I want to group my model objects by three fields, and delete all objects but the youngest for each group.
My model:
class DataFile(models.Model):
filename = models.CharField(unique=True, max_length=256)
timestamp = models.DateTimeField()
tile_label = models.CharField(max_length=256, blank=True)
region = models.CharField(max_length=256, blank=True)
resolution = models.CharField(max_length=256, blank=True)
This query gives me the list of the values I want to keep:
DataFile.objects.values('resolution', 'region', 'tile_label').annotate(maxfield=Max('timestamp'))
The result of this is
{'resolution': '30', 'region': 'SRC', 'tile_label': '10r_20d', 'maxfield': datetime.datetime(2021, 9, 11, 7, 13, tzinfo=<UTC>)}
{'resolution': '30', 'region': 'NRC', 'tile_label': '10r_20d', 'maxfield': datetime.datetime(2021, 8, 16, 2, 8, tzinfo=<UTC>)}
{'resolution': '30', 'region': 'NRC', 'tile_label': '100r_200d', 'maxfield': datetime.datetime(2021, 11, 15, 23, 5, tzinfo=<UTC>)}
{'resolution': '300', 'region': 'SRC', 'tile_label': '10r_20d', 'maxfield': datetime.datetime(2021, 11, 1, 13, 46, tzinfo=<UTC>)}
{'resolution': '300', 'region': 'NRC', 'tile_label': '10r_20d', 'maxfield': datetime.datetime(2021, 11, 5, 12, 20, tzinfo=<UTC>)}
{'resolution': '300', 'region': 'NRC', 'tile_label': '100r_200d', 'maxfield': datetime.datetime(2021, 11, 18, 5, 54, tzinfo=<UTC>)}
{'resolution': '30', 'region': 'SRC', 'tile_label': '100r_200d', 'maxfield': datetime.datetime(2021, 11, 5, 21, 8, tzinfo=<UTC>)}
{'resolution': '300', 'region': 'SRC', 'tile_label': '100r_200d', 'maxfield': datetime.datetime(2021, 11, 18, 8, 29, tzinfo=<UTC>)}
I now need to filter all DataFile
objects except the one with the highest date in each group of resolution
, region
, tile_label
, and then delete them (i.e. keep the one with the highest date).

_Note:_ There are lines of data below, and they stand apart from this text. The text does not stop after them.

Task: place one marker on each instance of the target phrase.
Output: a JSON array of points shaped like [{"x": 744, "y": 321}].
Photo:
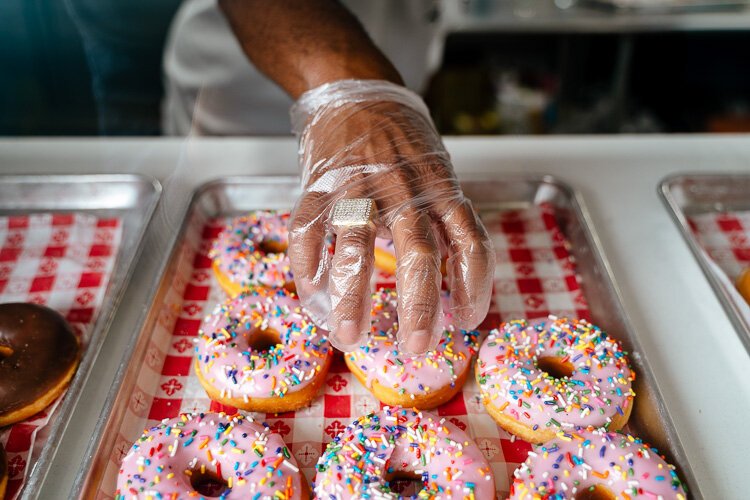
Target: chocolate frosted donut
[
  {"x": 38, "y": 356},
  {"x": 3, "y": 472}
]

How do I do this? I need to do a GROUP BY with values()
in order to get the maximum of each group, but this means that I'm not operating on the whole queryset any more.
I think there's a solution involving subqueries, but I never really got my head around how they work.
I need a database solution, so looping is not an option. I'd also prefer to avoid __in
queries for performance reasons (but would ultimately do it if there's no other solution).
This query gives me the list of the values I want to keep:
DataFile.objects.values('resolution', 'region', 'tile_label').annotate(maxfield=Max('timestamp'))
This query gives you the maximum timestamp, but it doesn't tell you which row it belongs to. You could get that in a second query, but that seems complicated to me.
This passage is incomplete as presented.